Manama: The new American ambassador to Bahrain William Roebuck said that the US greatly held its relationship with Bahrain in high esteem and pledged to nurture the friendship further and to reinforce relations and cooperation at all levels.
“The United States values greatly its relationship with Bahrain,” Roebuck said. “I am committed to building upon our vital partnership with the Kingdom and to strengthening the special American-Bahraini friendship based on mutual respect and our long history of consultation and cooperation,” the ambassador said in a speech to guests aboard the aircraft carrier Carl Vinson on Wednesday evening.
The ambassador, in his first public appearance since his appointment in Bahrain, and Vice Admiral John W. Miller, Commander, US Naval Forces Central Command, co-hosted the reception.
“The friendship has endured in the form of our defense cooperation and security partnerships, the US- Bahrain Free Trade Agreement, and the hundreds upon hundreds of people-to-people exchanges that have linked Bahrainis and Americans to one another on a personal and human level,” the ambassador said.
“I look forward to nurturing our friendship further during my time in Bahrain and continuing to build and strengthen our many historic partnerships,” he said, quoted by Bahrain News Agency (BNA).
Prior to his nomination, Roebuck was promoted to the Senior Foreign Service in January 2013 and appointed Deputy Assistant Secretary for Maghreb Affairs that same month; he assumed additional responsibility for Egypt Affairs in January 2014.
He served as Chargé d’Affaires in Tripoli for six months from January to June 2013, earning the Ryan C. Crocker Award for Outstanding Leadership in Expeditionary Diplomacy for this assignment later that year.
From September 2010 until December 2012, he served as Director for the Office of Maghreb Affairs in the State Department’s Bureau of Near Eastern Affairs. Roebuck served as Deputy Political Counselor at the US embassy in Baghdad from July 2009 to August 2010, covering Iraq’s external relations and leading the Embassy’s and the resident international community’s efforts to support the critical March 2010 national elections.
Roebuck served as the Deputy Office Director for Arabian Peninsula Affairs from 2007 to 2009 focusing on strengthening relations with key Gulf allies and bolstering counter-terrorism cooperation.
From 2004-2007, he served as the Political Counselor at the US embassy in Damascus. In his last year of that assignment, Roebuck served as the acting Deputy Chief of Mission.
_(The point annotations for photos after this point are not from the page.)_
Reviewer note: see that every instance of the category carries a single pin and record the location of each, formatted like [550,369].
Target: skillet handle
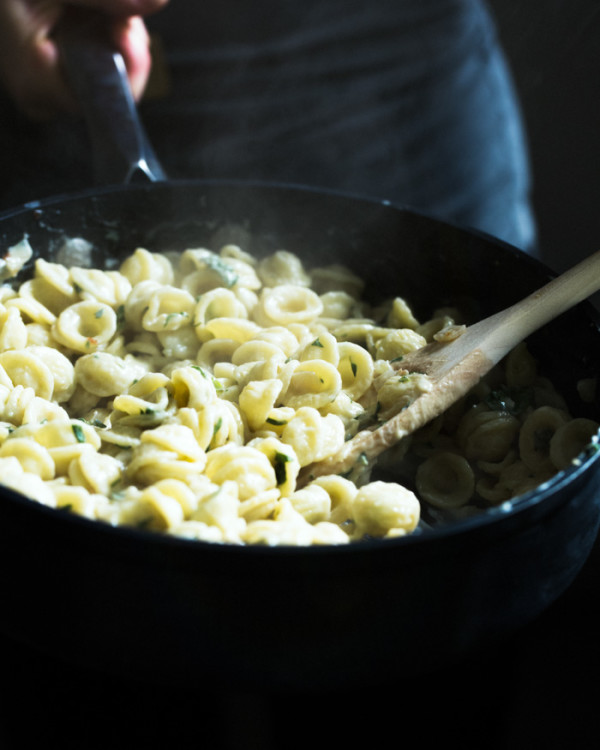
[121,150]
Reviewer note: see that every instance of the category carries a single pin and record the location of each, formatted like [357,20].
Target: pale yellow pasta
[185,392]
[168,308]
[218,303]
[288,303]
[356,369]
[487,435]
[143,265]
[27,369]
[257,400]
[379,507]
[445,480]
[32,456]
[397,343]
[13,331]
[282,267]
[108,287]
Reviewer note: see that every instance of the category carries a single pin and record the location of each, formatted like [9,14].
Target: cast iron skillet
[170,610]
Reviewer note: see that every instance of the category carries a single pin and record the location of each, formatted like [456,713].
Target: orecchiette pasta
[184,392]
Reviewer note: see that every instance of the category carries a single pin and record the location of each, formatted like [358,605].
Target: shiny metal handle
[121,150]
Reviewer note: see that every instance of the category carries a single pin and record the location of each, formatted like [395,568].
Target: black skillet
[173,611]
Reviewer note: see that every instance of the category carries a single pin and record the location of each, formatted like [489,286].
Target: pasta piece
[445,480]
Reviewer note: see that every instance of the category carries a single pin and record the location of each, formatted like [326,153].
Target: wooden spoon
[453,368]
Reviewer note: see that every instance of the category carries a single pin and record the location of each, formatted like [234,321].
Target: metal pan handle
[121,150]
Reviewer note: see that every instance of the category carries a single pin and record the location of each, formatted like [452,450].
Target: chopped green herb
[170,316]
[512,400]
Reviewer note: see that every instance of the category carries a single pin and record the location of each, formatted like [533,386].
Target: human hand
[30,66]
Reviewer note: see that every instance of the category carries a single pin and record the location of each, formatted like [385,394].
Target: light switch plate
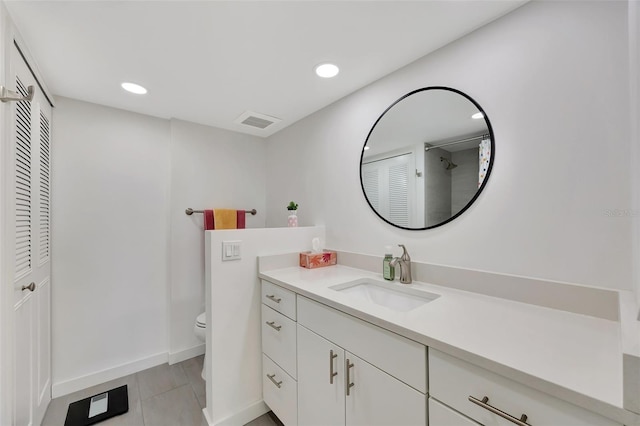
[231,250]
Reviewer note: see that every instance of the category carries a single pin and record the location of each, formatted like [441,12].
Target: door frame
[8,37]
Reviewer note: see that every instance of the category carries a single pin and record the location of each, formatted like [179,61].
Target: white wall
[109,242]
[552,77]
[234,390]
[210,168]
[634,116]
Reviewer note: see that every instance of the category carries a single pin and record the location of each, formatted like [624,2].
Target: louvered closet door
[31,172]
[391,188]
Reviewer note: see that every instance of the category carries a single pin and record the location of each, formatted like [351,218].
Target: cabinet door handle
[484,403]
[274,298]
[332,374]
[271,377]
[273,325]
[347,382]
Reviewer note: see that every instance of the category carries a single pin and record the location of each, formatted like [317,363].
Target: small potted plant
[292,220]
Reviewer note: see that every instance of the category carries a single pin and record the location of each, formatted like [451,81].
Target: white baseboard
[242,417]
[83,382]
[177,357]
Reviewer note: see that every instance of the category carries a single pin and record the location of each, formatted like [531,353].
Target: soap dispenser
[388,271]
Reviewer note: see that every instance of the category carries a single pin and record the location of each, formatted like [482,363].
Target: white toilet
[200,330]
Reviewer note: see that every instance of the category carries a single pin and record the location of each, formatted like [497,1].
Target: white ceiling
[210,61]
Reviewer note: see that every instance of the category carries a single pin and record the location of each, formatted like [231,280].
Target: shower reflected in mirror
[448,164]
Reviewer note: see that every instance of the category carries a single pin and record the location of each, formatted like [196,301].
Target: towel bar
[190,211]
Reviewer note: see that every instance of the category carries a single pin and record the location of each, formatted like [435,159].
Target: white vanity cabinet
[279,370]
[454,382]
[338,387]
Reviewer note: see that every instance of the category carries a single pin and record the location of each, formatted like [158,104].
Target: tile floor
[166,395]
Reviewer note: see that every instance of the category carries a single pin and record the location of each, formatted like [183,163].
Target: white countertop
[574,357]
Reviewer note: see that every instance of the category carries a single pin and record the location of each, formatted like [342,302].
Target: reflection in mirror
[427,158]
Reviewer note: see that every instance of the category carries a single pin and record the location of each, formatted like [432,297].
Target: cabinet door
[376,398]
[321,380]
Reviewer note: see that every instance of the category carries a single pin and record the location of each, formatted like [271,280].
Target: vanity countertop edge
[472,327]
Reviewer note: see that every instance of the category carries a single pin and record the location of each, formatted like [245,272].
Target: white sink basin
[390,296]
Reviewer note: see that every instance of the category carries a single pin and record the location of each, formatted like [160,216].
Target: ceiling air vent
[257,120]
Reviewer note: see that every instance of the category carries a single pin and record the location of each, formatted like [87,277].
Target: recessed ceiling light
[134,88]
[327,70]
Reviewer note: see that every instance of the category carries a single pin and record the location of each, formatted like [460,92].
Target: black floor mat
[78,413]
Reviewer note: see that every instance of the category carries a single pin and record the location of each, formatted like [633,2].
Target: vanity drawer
[402,358]
[452,381]
[279,391]
[280,299]
[279,339]
[441,415]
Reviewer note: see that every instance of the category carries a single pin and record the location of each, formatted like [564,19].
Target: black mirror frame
[484,182]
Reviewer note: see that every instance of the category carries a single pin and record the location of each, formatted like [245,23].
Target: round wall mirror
[427,158]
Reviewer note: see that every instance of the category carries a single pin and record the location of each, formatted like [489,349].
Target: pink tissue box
[317,260]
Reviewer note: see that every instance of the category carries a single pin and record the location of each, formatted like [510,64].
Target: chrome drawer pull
[273,325]
[274,298]
[271,377]
[484,403]
[347,383]
[332,374]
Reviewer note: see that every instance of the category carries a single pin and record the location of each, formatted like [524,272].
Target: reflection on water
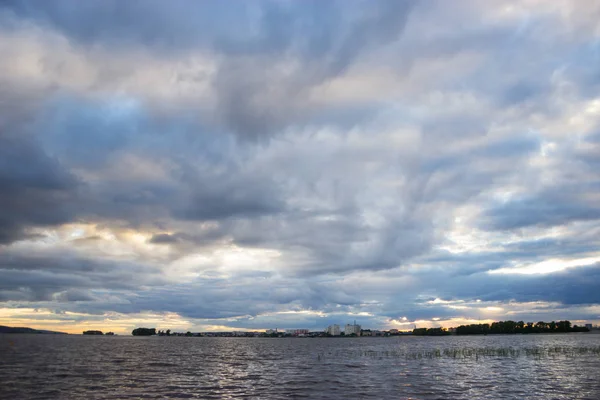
[482,367]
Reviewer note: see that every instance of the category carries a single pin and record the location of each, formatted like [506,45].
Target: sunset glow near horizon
[195,166]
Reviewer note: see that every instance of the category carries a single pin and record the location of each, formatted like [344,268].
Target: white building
[333,330]
[352,329]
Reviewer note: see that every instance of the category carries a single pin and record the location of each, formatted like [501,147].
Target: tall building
[352,329]
[333,330]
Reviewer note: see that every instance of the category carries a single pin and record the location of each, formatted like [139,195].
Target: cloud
[298,164]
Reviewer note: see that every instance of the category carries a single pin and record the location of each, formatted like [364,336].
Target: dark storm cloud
[36,190]
[46,274]
[283,152]
[255,98]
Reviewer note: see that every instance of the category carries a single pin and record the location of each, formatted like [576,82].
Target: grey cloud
[164,238]
[36,189]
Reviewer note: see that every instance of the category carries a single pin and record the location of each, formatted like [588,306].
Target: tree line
[508,327]
[504,327]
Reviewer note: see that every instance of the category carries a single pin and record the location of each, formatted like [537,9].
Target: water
[458,367]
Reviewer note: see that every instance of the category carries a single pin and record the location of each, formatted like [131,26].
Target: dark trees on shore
[144,332]
[507,327]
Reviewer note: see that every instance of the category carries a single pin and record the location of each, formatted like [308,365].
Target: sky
[203,165]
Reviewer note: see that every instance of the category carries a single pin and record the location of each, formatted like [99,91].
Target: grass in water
[471,352]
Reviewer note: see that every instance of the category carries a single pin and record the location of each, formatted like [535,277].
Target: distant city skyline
[194,166]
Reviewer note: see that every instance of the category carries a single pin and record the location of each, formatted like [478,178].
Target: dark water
[490,367]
Prior to his assignment in Syria, he covered political issues in the Gaza Strip, while assigned to the US embassy in Tel Aviv from 2000 to 2003.
In preparation for his work in Gaza, Roebuck studied Arabic from 1998-2000 at the Foreign Service Institute in Washington and at the FSI language school in Tunis. He served in Washington as staff assistant to the Assistant Secretary for Near Eastern Affairs from 1997-98.
Roebuck joined the Department of State in 1992, serving initially as a consular officer in Kingston, Jamaica (1992-94), and subsequently as a political officer at the U.S. Consulate in Jerusalem (1995-1997). Prior to joining the State Department, Roebuck worked as an English teacher and school administrator in Taif, Saudi Arabia from 1982-87. He served as a Peace Corps volunteer in Cote d’Ivoire from 1978-81, teaching English in a small coastal town.
Roebuck, a North Carolina native, speaks French and Arabic. He received his Bachelor’s and Master’s degrees in English literature from Wake Forest University in 1978 and 1981, and his law degree from the University of Georgia in 1992.